Inua Ellams’s poetic and powerful romp is about a basketball player with divine powers
This is a moving, contemporary epic on a small scale, with universes and gods brought vividly to life in director Nancy Medina’s fervent production. Max Johns’s black marble-like design at first feels empty, the undressed and exposed set raw in its minimalism. But its simplicity is also its beauty and it is soon filled with Rakie Ayola and Kwami Odoom’s powerful performances as Modupe and Demi. Ayola and Odoom’s incredible skill and physical embodiment of gods and mortals paint the space with colour and emotion, alongside Jackie Shemesh’s creative use of lighting. With the stage stripped so bare, Ellams’s exquisite writing has the platform to shine, the text rich in emotion and meaning. The multiple characters he has created are a masterclass in dialogue: every word spoken by the actors is a polished, delicious delight, offering intensity and humour in equal measure.

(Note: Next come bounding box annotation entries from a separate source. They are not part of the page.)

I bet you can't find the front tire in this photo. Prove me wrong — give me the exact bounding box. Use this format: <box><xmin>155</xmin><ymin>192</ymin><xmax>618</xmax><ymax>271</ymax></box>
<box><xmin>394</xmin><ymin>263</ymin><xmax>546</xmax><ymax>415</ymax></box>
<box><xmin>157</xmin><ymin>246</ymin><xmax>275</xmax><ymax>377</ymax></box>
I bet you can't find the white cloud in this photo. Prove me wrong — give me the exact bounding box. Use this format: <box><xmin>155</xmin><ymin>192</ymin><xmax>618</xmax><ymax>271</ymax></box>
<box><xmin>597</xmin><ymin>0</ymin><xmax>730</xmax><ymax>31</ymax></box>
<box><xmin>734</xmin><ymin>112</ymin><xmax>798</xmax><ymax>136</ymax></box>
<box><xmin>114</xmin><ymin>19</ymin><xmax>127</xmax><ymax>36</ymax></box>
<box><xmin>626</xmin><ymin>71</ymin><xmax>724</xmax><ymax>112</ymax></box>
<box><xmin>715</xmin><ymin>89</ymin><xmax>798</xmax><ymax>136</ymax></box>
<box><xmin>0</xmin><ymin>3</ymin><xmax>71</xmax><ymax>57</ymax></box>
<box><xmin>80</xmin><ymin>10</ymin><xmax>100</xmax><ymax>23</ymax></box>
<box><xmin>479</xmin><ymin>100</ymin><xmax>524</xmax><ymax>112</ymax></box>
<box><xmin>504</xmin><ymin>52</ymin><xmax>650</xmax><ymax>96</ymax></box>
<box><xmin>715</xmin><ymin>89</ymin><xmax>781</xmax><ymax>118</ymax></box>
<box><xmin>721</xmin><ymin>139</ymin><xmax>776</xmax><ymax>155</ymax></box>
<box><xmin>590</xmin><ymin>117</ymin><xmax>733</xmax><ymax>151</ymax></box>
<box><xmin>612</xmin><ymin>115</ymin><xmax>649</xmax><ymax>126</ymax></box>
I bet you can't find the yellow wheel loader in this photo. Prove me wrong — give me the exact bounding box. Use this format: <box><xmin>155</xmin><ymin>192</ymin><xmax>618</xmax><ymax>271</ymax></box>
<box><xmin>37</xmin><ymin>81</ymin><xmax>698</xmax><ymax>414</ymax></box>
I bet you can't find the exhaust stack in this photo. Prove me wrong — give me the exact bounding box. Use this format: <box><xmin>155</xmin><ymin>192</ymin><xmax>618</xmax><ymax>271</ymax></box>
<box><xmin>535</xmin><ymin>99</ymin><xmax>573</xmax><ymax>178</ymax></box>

Ellams’s exploration of mythology offers a clear analogy between angry gods wreaking havoc and the violence by men in reality; that women are still abused by men in positions of power speaks volumes about the extent of present-day structural inequality. With the body as a metaphor for the history of violence and racism, ‘The Half God of Rainfall’ shines a light on this dark imbalance of power, and from a vengeful celestial universe, it shows us that alongside the destruction there is also a very human story about survival and love.